The turnaround came even as the Kolkata-based company continued to hold discussions on sale of its steel business with potential buyers such as Tata Steel, JSW Steel, Liberty House and Kalyani Steels to pare its Rs 3,700-crore debt.
Standalone revenue increased to Rs 1,219.86 crore in the quarter to June, up 30.3% from Rs 936 crore a year ago, while total EBITDA shot up 120.8% and 94.1% year-on-year on standalone and consolidated basis respectively.
“Our performance in wire ropes and in steel during the quarter was better than last year mainly due to better realisation and strong market demand.

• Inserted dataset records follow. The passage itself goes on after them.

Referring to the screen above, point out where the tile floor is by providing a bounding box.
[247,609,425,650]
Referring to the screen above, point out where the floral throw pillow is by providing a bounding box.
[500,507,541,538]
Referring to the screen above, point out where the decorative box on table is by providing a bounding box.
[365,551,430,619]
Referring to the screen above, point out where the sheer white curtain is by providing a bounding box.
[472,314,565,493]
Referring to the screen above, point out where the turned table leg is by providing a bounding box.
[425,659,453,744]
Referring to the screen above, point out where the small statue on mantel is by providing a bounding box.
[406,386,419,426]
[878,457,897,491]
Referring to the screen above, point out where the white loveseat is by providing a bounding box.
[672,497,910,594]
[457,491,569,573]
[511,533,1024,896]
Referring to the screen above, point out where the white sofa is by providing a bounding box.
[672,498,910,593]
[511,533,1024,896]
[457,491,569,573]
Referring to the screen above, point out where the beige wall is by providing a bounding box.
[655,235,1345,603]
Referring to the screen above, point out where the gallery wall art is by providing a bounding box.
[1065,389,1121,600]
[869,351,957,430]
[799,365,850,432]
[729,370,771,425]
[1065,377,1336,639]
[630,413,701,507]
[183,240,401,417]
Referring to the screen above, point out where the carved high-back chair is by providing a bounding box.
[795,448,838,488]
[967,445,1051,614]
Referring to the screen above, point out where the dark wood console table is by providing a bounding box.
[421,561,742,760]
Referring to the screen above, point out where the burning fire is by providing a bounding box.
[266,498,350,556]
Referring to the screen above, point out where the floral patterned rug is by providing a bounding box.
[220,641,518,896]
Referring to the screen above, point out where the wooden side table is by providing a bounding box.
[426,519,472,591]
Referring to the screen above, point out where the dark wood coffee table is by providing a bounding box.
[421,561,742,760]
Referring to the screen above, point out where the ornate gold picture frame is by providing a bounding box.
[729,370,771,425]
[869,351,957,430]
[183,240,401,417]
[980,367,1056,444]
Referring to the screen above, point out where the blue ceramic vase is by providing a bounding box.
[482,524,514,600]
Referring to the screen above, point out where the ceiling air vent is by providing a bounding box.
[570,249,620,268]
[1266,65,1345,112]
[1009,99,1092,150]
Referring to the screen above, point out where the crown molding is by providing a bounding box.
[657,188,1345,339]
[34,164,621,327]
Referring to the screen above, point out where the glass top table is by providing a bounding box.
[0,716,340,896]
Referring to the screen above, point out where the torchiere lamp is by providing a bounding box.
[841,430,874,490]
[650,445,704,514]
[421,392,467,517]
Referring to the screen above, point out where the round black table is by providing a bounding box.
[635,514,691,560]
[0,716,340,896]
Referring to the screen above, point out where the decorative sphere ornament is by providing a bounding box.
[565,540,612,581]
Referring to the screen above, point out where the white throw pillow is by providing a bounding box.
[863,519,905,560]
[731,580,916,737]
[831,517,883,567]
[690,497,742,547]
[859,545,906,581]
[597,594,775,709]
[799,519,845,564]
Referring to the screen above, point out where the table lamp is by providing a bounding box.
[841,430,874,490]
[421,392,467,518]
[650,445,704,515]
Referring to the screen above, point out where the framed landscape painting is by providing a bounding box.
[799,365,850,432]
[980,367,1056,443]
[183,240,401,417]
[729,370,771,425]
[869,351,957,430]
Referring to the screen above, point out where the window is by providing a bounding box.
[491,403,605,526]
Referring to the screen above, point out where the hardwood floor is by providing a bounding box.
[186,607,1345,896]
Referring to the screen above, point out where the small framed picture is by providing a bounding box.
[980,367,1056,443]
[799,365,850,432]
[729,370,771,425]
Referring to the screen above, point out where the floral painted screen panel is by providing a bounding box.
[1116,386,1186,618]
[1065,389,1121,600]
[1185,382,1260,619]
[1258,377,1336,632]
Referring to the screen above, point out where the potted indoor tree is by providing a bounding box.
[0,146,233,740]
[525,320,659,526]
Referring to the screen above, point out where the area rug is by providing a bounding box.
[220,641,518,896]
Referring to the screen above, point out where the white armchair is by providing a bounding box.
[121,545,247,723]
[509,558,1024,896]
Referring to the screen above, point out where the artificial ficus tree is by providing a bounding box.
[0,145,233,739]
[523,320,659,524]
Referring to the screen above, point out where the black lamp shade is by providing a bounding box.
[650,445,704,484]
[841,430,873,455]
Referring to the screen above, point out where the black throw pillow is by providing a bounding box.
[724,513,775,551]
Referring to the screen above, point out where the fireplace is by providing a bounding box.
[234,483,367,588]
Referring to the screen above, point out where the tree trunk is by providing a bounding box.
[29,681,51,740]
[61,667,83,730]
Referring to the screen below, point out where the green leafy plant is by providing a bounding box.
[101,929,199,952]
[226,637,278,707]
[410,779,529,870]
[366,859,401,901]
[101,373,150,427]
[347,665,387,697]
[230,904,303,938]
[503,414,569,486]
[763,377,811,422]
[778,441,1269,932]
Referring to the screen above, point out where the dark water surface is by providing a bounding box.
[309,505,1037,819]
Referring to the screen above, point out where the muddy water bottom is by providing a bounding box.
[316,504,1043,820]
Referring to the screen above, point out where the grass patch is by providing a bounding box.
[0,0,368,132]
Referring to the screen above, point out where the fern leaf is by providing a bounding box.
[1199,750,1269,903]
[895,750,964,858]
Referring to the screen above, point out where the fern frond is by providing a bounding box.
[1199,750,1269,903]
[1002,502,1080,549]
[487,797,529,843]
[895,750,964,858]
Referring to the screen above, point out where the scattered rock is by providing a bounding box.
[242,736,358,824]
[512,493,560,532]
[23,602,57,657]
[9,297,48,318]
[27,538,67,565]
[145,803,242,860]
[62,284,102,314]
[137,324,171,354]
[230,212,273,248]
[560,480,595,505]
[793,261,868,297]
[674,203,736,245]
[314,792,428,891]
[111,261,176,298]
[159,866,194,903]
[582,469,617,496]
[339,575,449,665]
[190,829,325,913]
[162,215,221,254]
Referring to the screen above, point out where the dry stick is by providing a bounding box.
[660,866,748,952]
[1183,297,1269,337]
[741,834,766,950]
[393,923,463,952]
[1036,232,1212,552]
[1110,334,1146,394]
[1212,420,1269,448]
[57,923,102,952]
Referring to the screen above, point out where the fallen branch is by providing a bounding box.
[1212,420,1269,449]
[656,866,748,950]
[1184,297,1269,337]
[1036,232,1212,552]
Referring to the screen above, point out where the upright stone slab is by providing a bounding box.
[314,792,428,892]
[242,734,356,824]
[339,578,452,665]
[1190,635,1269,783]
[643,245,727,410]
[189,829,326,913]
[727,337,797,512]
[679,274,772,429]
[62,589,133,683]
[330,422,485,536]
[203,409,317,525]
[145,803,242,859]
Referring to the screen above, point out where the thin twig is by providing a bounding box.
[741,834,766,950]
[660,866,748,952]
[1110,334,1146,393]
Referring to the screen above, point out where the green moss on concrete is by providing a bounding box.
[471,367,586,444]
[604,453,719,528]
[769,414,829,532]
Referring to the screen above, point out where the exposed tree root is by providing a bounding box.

Barring oil and gas sector, the domestic market is also seeing good traction for wire ropes, particularly from mining and infrastructure,” Usha Martin CFO Rohit Nanda said.
He said that although the company saw cost pressure building up during the quarter, as input prices went up, it was able to pass on the price hike due to buoyant demand.
While the company’s wire ropes business improved significantly during 2017-18 from the previous year, a revival in its steel business has helped boost margins in recent quarters.
Sale of wire ropes went up 13% during the quarter to 15,162 tonnes, from 13,376 tonnes a year ago.
Exports totalled 7,345 tonnes, up from 5,513 tonnes in the year-ago period, with a 48.4% share of output.
However, domestic wire rope sales were marginally lower at 7,817 tonnes, from 7,863 tonnes.
Both wire ropes and speciality steels, barring large diameter ropes used in oil sector, have been seeing capacity utilisation levels of 80-90%, according to the company, and the trend is expected to continue.
The company makes speciality wires and wire ropes used in elevators, mining, and oil and gas sectors, and has a one million tonne steel plant that makes speciality steels.
However, the company’s performance in the ongoing July-September quarter is likely to be muted mainly on account of the monsoon, which traditionally affects steel demand.
Therefore, it is planning a regular maintenance shutdown of its blast furnace during this period.
The company hopes its performance will pick up in the third and fourth quarters of this fiscal and help maintain a steady growth momentum.
Nanda said there is “good interest” in the steel business from potential buyers who are conducting “due diligence” and the process is on regarding potential sale of the business.
However, he declined to comment on a time frame within which the company hopes to conclude the deliberations.